昨日の続きです。さてさて、楚の国の家臣たちに「犬の門から入れ」と言われた、斉の宰相 晏嬰(あんえい)は、いったいどうしたのでしょうか? あなたならどうしますか? 犬の門から入りますか?
♪あなたな~ら どうする~♪
晏嬰は、心の中で笑います。
「なんじゃ、楚の国の悪知恵とはこの程度のものか」
ちんちくりんの晏嬰は、子供の頃からずいぶんいじめられました。泣いて家に帰ると、厳しい母が「お母さんは、そんな弱い子を産んだ覚えはありません。」と言って家に入れてくれません。父は父で、昼間から酔っ払い、こんなことも言おうものなら、ただではすみません。「僕はなんでこんな不幸に生まれてきたのだ」と人生をうらんだこともありました。
しかし、人生とは不合理が育てるものである。これが、晏嬰の人生論のひとつである。何の障害もない子供時代を生きると、何も考えない脳が出来てしまう。自分は、不合理な人生を生きてきたので、なんとかそれを乗り切ろうという知恵がついた、といつも晏嬰は思うのであった。「人生とはうまくできているものじゃわい。あの辛い子供時代が今役立つとは」。晏嬰は、心の中でつぶやきながら、笑顔で楚の家臣たちに言いました。
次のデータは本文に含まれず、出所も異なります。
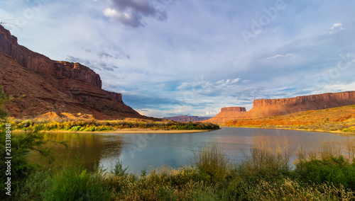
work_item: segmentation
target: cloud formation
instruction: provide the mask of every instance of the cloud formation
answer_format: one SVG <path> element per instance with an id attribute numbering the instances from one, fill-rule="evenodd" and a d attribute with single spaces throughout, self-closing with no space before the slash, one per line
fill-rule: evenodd
<path id="1" fill-rule="evenodd" d="M 167 19 L 165 10 L 160 10 L 148 0 L 110 0 L 111 6 L 104 10 L 104 14 L 123 26 L 144 26 L 143 17 L 158 21 Z"/>
<path id="2" fill-rule="evenodd" d="M 266 58 L 266 60 L 273 60 L 278 57 L 295 57 L 295 54 L 276 54 L 275 56 Z"/>

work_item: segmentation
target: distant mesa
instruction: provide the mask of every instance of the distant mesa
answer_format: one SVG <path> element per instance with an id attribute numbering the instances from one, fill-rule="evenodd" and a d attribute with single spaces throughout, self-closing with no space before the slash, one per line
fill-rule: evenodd
<path id="1" fill-rule="evenodd" d="M 239 118 L 246 113 L 246 109 L 244 107 L 226 107 L 222 108 L 221 112 L 214 117 L 205 122 L 212 122 L 215 124 L 224 124 L 226 121 Z"/>
<path id="2" fill-rule="evenodd" d="M 4 92 L 18 98 L 7 107 L 16 117 L 82 113 L 81 117 L 99 120 L 149 118 L 125 105 L 121 93 L 102 89 L 100 76 L 93 70 L 79 63 L 52 60 L 19 45 L 1 25 L 0 75 Z"/>
<path id="3" fill-rule="evenodd" d="M 253 108 L 243 118 L 286 115 L 301 111 L 317 110 L 355 105 L 355 91 L 326 93 L 279 99 L 254 100 Z"/>
<path id="4" fill-rule="evenodd" d="M 318 110 L 340 106 L 355 105 L 355 91 L 326 93 L 278 99 L 254 100 L 253 108 L 246 112 L 245 108 L 222 108 L 221 113 L 208 120 L 217 124 L 238 119 L 252 119 L 290 114 L 297 112 Z"/>
<path id="5" fill-rule="evenodd" d="M 163 117 L 163 118 L 165 119 L 165 120 L 173 120 L 175 122 L 188 122 L 190 121 L 200 122 L 200 121 L 207 120 L 209 120 L 212 117 L 198 117 L 198 116 L 181 115 L 181 116 Z"/>

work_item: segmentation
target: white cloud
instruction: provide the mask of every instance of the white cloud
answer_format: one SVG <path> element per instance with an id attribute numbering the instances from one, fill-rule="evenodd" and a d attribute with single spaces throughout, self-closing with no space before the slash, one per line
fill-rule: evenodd
<path id="1" fill-rule="evenodd" d="M 338 31 L 341 31 L 341 30 L 345 30 L 345 28 L 343 28 L 342 23 L 334 23 L 329 28 L 329 31 L 326 33 L 334 34 Z"/>
<path id="2" fill-rule="evenodd" d="M 111 21 L 121 25 L 144 26 L 143 17 L 151 16 L 159 21 L 167 19 L 166 11 L 157 8 L 148 0 L 110 0 L 111 6 L 103 11 Z"/>
<path id="3" fill-rule="evenodd" d="M 284 57 L 295 57 L 295 54 L 290 54 L 290 53 L 286 54 L 276 54 L 275 56 L 266 58 L 266 60 L 273 60 L 273 59 L 275 59 L 278 58 L 278 57 L 284 58 Z"/>

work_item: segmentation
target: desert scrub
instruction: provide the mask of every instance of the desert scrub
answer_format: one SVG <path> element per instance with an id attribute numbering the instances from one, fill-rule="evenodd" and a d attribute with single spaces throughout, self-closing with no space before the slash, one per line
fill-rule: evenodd
<path id="1" fill-rule="evenodd" d="M 16 125 L 15 130 L 33 130 L 34 127 L 40 127 L 42 130 L 67 130 L 72 132 L 94 132 L 110 131 L 116 129 L 151 129 L 151 130 L 216 130 L 219 126 L 212 123 L 199 122 L 140 122 L 126 120 L 107 120 L 100 121 L 95 120 L 67 120 L 54 121 L 43 120 L 13 120 L 11 125 Z M 0 126 L 4 125 L 0 124 Z"/>
<path id="2" fill-rule="evenodd" d="M 217 142 L 209 143 L 194 152 L 192 163 L 200 177 L 207 183 L 221 182 L 228 174 L 229 159 Z"/>
<path id="3" fill-rule="evenodd" d="M 246 159 L 236 165 L 236 168 L 242 178 L 251 182 L 255 182 L 260 178 L 269 180 L 282 175 L 287 176 L 291 171 L 291 154 L 286 139 L 274 150 L 269 142 L 258 136 L 255 138 L 253 147 L 250 149 L 250 156 L 246 156 Z"/>
<path id="4" fill-rule="evenodd" d="M 274 181 L 261 179 L 256 184 L 241 184 L 247 200 L 354 200 L 355 193 L 332 183 L 302 185 L 288 178 Z"/>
「ほう、そうですか。私は斉の国から使いとしてまいりました。それは楚という、人の住んでいる国に行けとのことでした。ですが、今日ここに来てみたら、犬の門から入れといわれる。楚という国には人が住んでいるとばかり思っていたのですが、犬ばかりが住んでいるのですか」
楚の家臣たちは絶句します。
「くそっ、晏嬰に恥をかかせてやろうと思って犬の門から入れようとしたのに晏嬰を犬の門から入れると、楚の国の人間は犬ばかりだということを認めなければならない。晏嬰にしてやられたわい」
楚の家臣たちは、晏嬰を大きな人間の門から入れました。